For starters, Mr. Obama has one white parent and, consequently, has a light complexion. This may seem irrelevant to some, but having a white Kansan for a mother allows Mr. Obama to connect his identity to a wider group of Americans. During the early stages of the Democratic primary, Mr. Obama's stump speech included a standard joke about how it was a bit of a "bummer" that a search of his genealogical past revealed that he is a distant cousin of Republican Vice President Dick Cheney.

Second, Mr. Obama's black half is continental African. This means his ancestry on his Kenyan father's side of the family is of more recent immigrant stock, and that his family's American experience contrasts starkly with that of African-Americans who descended from slave populations brought involuntarily to America hundreds of years ago.

Taken together, these first two characteristics are a fitting departure for a man who may become the president of a nation where the share of mixed-race citizens is growing, and more than one in 15 new marriages is interracial.

Occupational background is another difference between Mr. Obama and many of the prominent African-American candidates who preceded him.

Before the civil rights movement of the 1960s, segregation and discrimination made it difficult for most African-Americans to attain status in the fields of business or law, the two most common pre-political occupations of elected officials. Instead, the black church often served as the key proving ground for aspiring black politicians. As my University of Maryland, Baltimore County colleague Tyson King-Meadows and I documented in our 2006 book about black state legislators, the share of black legislators with clerical backgrounds remains higher than it does for white legislators.

During the primaries, a great deal of controversy arose over Mr. Obama's relationship with the Rev. Jeremiah A. Wright Jr., his former pastor in Chicago. There may be some truth to speculation that Mr. Obama joined Mr. Wright's large, influential church to gain credibility (and votes) for his first electoral race for the Illinois Senate.

But Mr.
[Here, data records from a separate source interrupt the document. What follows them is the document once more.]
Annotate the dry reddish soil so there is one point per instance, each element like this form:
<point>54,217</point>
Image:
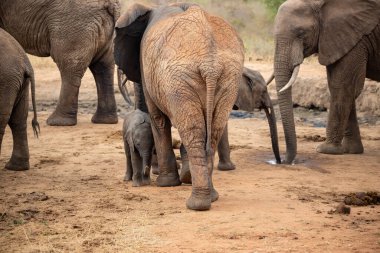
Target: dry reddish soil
<point>73,199</point>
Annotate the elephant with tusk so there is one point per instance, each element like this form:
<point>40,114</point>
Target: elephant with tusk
<point>346,37</point>
<point>77,34</point>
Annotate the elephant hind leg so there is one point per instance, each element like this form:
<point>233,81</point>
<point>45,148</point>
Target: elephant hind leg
<point>103,72</point>
<point>17,122</point>
<point>224,153</point>
<point>352,143</point>
<point>191,126</point>
<point>346,79</point>
<point>161,128</point>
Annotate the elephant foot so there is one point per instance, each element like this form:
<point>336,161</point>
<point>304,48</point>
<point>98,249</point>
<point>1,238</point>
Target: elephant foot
<point>185,175</point>
<point>214,195</point>
<point>17,164</point>
<point>155,169</point>
<point>200,200</point>
<point>330,148</point>
<point>127,178</point>
<point>58,119</point>
<point>167,180</point>
<point>141,182</point>
<point>224,166</point>
<point>104,118</point>
<point>351,146</point>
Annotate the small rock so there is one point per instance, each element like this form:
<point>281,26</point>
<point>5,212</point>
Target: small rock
<point>343,209</point>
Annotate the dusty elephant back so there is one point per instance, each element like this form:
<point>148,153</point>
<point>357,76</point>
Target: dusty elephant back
<point>37,25</point>
<point>185,46</point>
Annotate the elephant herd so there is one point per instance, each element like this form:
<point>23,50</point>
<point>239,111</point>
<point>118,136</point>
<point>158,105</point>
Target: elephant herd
<point>188,72</point>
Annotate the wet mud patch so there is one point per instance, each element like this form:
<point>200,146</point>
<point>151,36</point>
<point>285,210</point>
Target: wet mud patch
<point>33,196</point>
<point>311,162</point>
<point>116,135</point>
<point>134,197</point>
<point>362,199</point>
<point>237,147</point>
<point>312,138</point>
<point>45,162</point>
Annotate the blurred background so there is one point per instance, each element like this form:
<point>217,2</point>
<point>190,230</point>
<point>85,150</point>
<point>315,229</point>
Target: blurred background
<point>253,19</point>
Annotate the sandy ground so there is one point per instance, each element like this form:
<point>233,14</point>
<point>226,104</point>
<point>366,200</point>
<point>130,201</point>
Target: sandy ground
<point>73,199</point>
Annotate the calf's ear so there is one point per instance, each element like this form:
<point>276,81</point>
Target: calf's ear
<point>130,28</point>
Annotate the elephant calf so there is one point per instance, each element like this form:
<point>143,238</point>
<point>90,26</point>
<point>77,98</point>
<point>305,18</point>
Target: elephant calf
<point>190,64</point>
<point>138,146</point>
<point>15,74</point>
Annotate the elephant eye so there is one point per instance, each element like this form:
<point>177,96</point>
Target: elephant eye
<point>300,32</point>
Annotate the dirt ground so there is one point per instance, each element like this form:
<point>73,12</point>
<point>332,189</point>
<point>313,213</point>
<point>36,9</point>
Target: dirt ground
<point>73,199</point>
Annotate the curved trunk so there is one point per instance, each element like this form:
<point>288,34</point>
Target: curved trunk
<point>273,132</point>
<point>283,67</point>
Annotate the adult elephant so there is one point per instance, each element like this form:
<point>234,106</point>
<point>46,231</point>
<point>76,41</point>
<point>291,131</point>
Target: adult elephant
<point>252,94</point>
<point>191,65</point>
<point>76,34</point>
<point>346,36</point>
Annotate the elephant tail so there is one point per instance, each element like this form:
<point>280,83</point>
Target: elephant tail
<point>113,8</point>
<point>35,124</point>
<point>210,80</point>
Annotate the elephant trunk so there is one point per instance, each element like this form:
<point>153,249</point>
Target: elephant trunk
<point>273,131</point>
<point>287,56</point>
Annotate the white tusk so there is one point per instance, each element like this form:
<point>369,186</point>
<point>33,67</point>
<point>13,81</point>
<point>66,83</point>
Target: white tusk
<point>270,79</point>
<point>292,79</point>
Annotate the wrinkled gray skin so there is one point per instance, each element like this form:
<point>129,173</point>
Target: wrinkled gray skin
<point>253,94</point>
<point>346,36</point>
<point>77,34</point>
<point>138,146</point>
<point>15,75</point>
<point>191,65</point>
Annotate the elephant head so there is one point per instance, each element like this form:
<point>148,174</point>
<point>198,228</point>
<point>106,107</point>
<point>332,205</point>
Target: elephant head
<point>330,28</point>
<point>253,94</point>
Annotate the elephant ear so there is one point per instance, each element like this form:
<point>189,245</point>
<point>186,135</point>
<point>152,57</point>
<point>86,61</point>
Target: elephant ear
<point>130,28</point>
<point>343,24</point>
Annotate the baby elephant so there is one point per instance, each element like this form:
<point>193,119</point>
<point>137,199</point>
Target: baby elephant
<point>15,75</point>
<point>138,145</point>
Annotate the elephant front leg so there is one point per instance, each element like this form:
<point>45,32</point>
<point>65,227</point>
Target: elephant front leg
<point>17,122</point>
<point>128,169</point>
<point>103,72</point>
<point>138,177</point>
<point>224,152</point>
<point>352,143</point>
<point>65,113</point>
<point>185,175</point>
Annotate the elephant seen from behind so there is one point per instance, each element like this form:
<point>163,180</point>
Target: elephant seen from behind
<point>77,34</point>
<point>191,65</point>
<point>346,36</point>
<point>252,95</point>
<point>16,73</point>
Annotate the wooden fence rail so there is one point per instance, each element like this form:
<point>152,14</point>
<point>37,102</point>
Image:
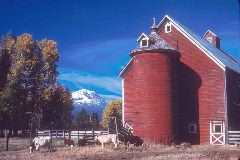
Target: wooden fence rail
<point>73,134</point>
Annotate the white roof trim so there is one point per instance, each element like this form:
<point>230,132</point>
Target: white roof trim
<point>189,37</point>
<point>125,67</point>
<point>210,32</point>
<point>143,34</point>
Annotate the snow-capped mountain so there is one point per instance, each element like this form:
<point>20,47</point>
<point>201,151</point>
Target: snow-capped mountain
<point>90,100</point>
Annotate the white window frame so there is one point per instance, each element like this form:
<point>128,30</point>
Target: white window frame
<point>144,39</point>
<point>190,125</point>
<point>217,124</point>
<point>166,27</point>
<point>209,39</point>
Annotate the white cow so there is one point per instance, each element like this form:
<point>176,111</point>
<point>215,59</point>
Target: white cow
<point>40,141</point>
<point>107,139</point>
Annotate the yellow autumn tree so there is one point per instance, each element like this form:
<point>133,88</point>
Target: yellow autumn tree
<point>113,109</point>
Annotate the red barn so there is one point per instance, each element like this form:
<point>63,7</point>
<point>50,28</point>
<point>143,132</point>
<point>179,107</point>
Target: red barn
<point>181,87</point>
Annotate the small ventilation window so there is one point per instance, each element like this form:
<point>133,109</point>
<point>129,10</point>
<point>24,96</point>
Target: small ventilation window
<point>144,42</point>
<point>217,128</point>
<point>192,128</point>
<point>168,28</point>
<point>209,39</point>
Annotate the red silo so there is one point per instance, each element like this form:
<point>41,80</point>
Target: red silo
<point>155,86</point>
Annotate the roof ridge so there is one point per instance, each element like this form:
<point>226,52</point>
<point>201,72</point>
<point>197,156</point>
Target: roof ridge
<point>218,55</point>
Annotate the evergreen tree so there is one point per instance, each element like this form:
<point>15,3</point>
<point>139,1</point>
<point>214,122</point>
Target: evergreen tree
<point>28,84</point>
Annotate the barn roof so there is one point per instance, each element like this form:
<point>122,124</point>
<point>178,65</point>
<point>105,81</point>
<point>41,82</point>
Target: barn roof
<point>156,43</point>
<point>221,57</point>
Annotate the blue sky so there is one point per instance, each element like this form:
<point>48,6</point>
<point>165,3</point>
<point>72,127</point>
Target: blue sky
<point>95,36</point>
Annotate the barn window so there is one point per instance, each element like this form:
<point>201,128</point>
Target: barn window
<point>144,42</point>
<point>217,128</point>
<point>209,39</point>
<point>168,28</point>
<point>192,128</point>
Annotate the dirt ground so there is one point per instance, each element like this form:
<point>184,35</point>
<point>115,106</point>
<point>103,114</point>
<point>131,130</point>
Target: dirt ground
<point>18,151</point>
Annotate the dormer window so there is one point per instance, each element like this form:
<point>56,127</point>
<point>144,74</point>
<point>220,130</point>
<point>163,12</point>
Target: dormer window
<point>168,28</point>
<point>144,42</point>
<point>209,39</point>
<point>192,128</point>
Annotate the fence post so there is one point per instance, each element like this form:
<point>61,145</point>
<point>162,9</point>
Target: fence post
<point>108,125</point>
<point>69,134</point>
<point>50,132</point>
<point>7,139</point>
<point>93,134</point>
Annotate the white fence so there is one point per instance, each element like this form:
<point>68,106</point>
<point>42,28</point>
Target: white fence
<point>73,134</point>
<point>234,137</point>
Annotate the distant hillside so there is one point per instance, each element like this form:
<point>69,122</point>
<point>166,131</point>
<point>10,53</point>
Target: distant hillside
<point>89,100</point>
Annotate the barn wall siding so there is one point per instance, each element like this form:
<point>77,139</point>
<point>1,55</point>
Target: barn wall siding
<point>233,98</point>
<point>204,80</point>
<point>149,89</point>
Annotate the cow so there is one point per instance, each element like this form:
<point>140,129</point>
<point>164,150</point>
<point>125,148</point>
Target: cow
<point>103,139</point>
<point>68,142</point>
<point>82,142</point>
<point>40,142</point>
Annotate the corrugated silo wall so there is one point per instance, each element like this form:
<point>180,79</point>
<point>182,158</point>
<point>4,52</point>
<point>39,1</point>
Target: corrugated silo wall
<point>150,90</point>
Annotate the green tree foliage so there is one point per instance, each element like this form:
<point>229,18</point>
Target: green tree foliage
<point>82,120</point>
<point>28,84</point>
<point>113,109</point>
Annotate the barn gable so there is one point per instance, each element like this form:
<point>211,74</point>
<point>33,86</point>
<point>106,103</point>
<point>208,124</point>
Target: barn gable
<point>221,58</point>
<point>201,84</point>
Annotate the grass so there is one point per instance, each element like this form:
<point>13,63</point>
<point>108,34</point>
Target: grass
<point>18,150</point>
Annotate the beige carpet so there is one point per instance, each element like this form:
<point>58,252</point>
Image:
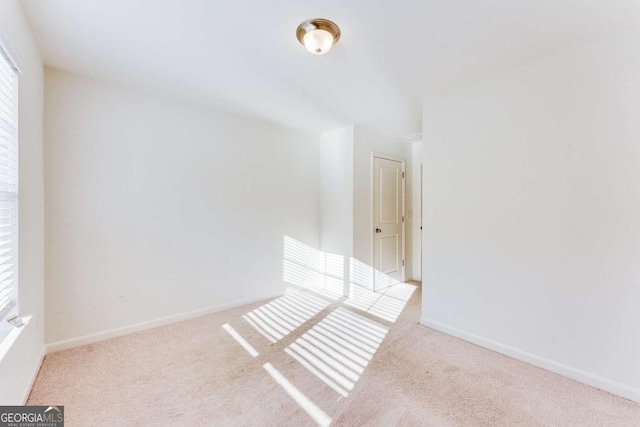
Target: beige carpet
<point>305,360</point>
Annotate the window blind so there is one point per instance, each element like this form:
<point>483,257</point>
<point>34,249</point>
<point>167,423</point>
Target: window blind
<point>8,185</point>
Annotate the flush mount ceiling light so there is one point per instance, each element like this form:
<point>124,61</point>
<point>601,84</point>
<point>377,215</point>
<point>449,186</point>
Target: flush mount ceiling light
<point>318,35</point>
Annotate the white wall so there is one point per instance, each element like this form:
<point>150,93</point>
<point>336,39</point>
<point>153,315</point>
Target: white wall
<point>532,213</point>
<point>365,143</point>
<point>20,363</point>
<point>336,179</point>
<point>337,191</point>
<point>156,208</point>
<point>416,189</point>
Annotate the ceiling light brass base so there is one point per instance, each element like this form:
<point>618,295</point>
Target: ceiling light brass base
<point>317,24</point>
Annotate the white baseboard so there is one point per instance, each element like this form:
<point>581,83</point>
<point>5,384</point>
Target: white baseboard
<point>113,333</point>
<point>596,381</point>
<point>27,392</point>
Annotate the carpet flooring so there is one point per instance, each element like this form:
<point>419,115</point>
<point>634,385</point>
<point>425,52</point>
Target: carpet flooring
<point>308,359</point>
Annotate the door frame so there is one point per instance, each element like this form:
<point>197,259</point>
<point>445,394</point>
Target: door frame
<point>401,160</point>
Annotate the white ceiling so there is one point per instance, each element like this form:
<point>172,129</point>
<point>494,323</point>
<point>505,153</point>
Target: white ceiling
<point>243,55</point>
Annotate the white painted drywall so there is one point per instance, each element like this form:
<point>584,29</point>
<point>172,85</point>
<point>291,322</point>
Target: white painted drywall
<point>416,188</point>
<point>336,211</point>
<point>156,208</point>
<point>367,142</point>
<point>20,364</point>
<point>532,213</point>
<point>337,191</point>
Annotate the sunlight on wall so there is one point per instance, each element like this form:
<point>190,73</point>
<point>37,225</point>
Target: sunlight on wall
<point>305,403</point>
<point>338,348</point>
<point>361,274</point>
<point>386,304</point>
<point>312,269</point>
<point>244,343</point>
<point>280,317</point>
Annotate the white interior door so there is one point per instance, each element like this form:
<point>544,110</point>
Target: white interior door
<point>388,222</point>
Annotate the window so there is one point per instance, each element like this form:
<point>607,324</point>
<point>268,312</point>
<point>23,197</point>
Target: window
<point>8,186</point>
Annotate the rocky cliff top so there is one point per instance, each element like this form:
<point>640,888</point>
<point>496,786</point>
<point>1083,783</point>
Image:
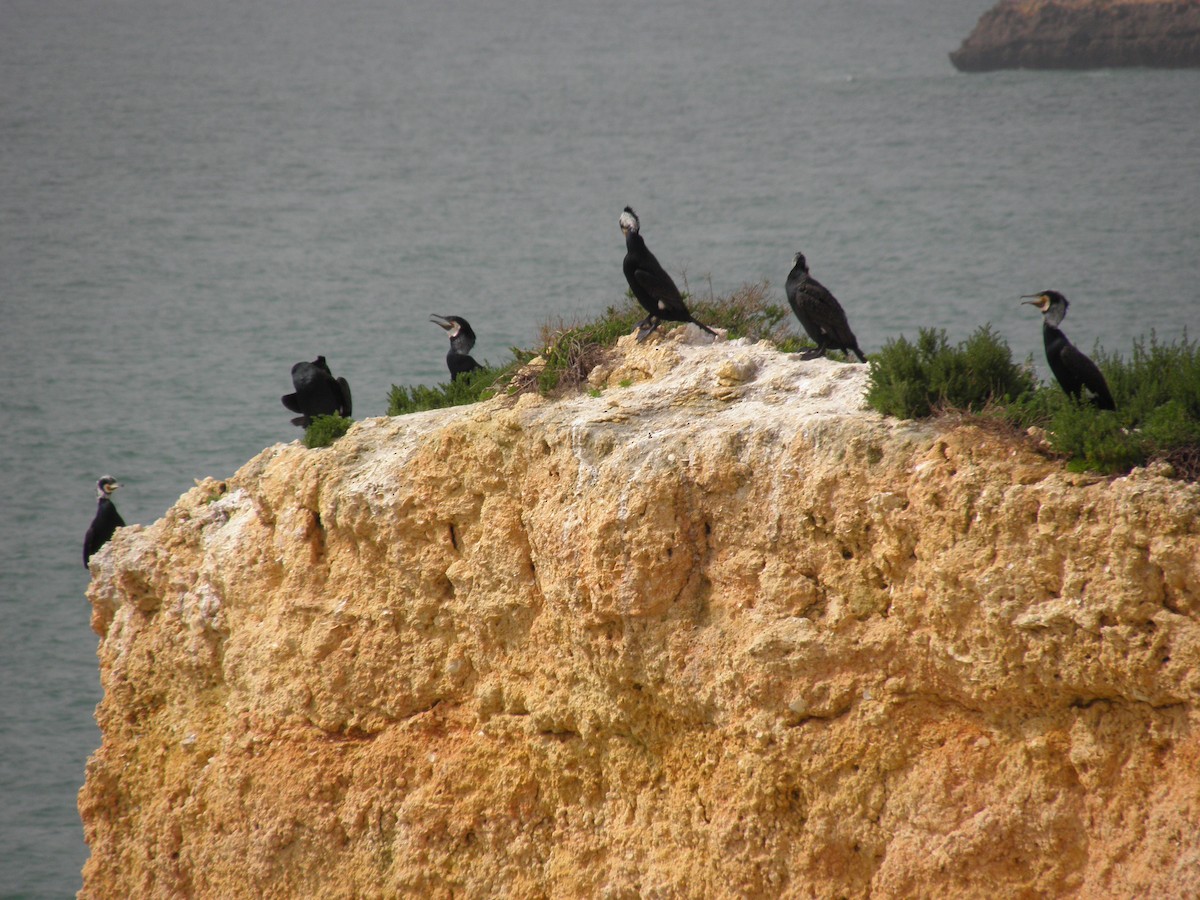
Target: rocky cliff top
<point>718,633</point>
<point>1083,34</point>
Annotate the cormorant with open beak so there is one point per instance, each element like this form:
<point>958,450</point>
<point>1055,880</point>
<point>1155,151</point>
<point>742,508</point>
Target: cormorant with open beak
<point>1073,370</point>
<point>649,282</point>
<point>820,312</point>
<point>462,339</point>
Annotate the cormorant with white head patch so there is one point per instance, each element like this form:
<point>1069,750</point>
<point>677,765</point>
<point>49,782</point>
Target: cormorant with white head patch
<point>820,312</point>
<point>317,393</point>
<point>462,339</point>
<point>107,519</point>
<point>1072,369</point>
<point>649,282</point>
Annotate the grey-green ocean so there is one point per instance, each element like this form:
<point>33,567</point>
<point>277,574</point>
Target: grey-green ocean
<point>196,196</point>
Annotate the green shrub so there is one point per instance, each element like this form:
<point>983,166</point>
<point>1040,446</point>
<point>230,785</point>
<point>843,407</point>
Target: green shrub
<point>911,381</point>
<point>1157,394</point>
<point>468,388</point>
<point>325,430</point>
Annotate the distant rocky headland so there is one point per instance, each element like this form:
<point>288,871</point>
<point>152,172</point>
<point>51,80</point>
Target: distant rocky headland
<point>1083,34</point>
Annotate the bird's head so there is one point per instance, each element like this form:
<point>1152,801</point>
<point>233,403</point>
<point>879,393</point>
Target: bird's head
<point>1051,304</point>
<point>457,329</point>
<point>629,221</point>
<point>106,486</point>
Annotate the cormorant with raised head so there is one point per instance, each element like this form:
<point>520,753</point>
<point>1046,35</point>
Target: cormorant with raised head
<point>462,339</point>
<point>820,312</point>
<point>107,519</point>
<point>1073,370</point>
<point>317,393</point>
<point>649,282</point>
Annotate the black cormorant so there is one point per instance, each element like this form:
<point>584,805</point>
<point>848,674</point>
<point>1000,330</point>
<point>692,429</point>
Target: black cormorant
<point>1073,370</point>
<point>107,519</point>
<point>649,282</point>
<point>462,339</point>
<point>820,313</point>
<point>317,393</point>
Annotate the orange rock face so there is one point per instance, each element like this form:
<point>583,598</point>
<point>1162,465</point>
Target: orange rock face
<point>718,633</point>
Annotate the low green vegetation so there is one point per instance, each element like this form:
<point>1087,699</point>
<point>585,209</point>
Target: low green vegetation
<point>1157,393</point>
<point>325,430</point>
<point>468,388</point>
<point>911,381</point>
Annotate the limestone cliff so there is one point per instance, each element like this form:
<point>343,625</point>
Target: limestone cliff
<point>1083,34</point>
<point>718,631</point>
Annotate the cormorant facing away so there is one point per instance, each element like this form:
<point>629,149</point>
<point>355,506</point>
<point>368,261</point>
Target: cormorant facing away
<point>1073,370</point>
<point>649,282</point>
<point>107,519</point>
<point>317,393</point>
<point>820,312</point>
<point>462,339</point>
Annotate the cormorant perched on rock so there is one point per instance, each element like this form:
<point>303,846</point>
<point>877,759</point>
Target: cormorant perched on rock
<point>1073,370</point>
<point>462,339</point>
<point>649,282</point>
<point>317,393</point>
<point>820,312</point>
<point>107,519</point>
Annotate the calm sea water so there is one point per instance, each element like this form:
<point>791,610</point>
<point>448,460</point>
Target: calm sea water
<point>198,195</point>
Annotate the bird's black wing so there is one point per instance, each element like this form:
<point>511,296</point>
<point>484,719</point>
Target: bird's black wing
<point>1087,373</point>
<point>661,287</point>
Obama sat in the pews rather than standing at the pulpit, and he worked as a community activist, not as a preacher, before entering electoral politics.

Mr. Obama's class and childhood experience constitute a fourth characteristic of distinction.

Though he later moved to the south side of Chicago to become a community organizer, Mr. Obama was not raised as part of the urban underclass. Rather, his initial upbringing was middle class, and he lived in places (Indonesia, Hawaii) that are unfamiliar to the vast majority of American adolescents, white or black.

Finally, Mr. Obama is Ivy League-educated, as opposed to a product of one of the many historically black colleges across the United States. He graduated from Columbia University and then, after that stint as a local activist in Chicago, in 1991 finished a law degree at Harvard.

There are American black leaders who share some of these five characteristics, but it is hard to identify even a single one who shares them all.

The identities of the two most recent serious African-American candidates for president - the Rev. Jesse L. Jackson in 1984 and 1988 and the Rev. Al Sharpton in 2004 - are much more traditional in terms of their bloodlines, family histories, education, occupations and educational backgrounds. Of course, neither Mr. Jackson nor Mr. Sharpton came close to winning the Democratic nomination. Although both espoused liberal views fairly similar to Mr. Obama's, they were handicapped by their identities as "racialized" candidates.

The fact that he is not just a different American politician but an atypical African-American politician has played a significant role in Mr. Obama's history-making run this year.

Thomas F. Schaller teaches political science at UMBC. His column appears regularly in The Sun. His e-mail is schaller67@ gmail.com.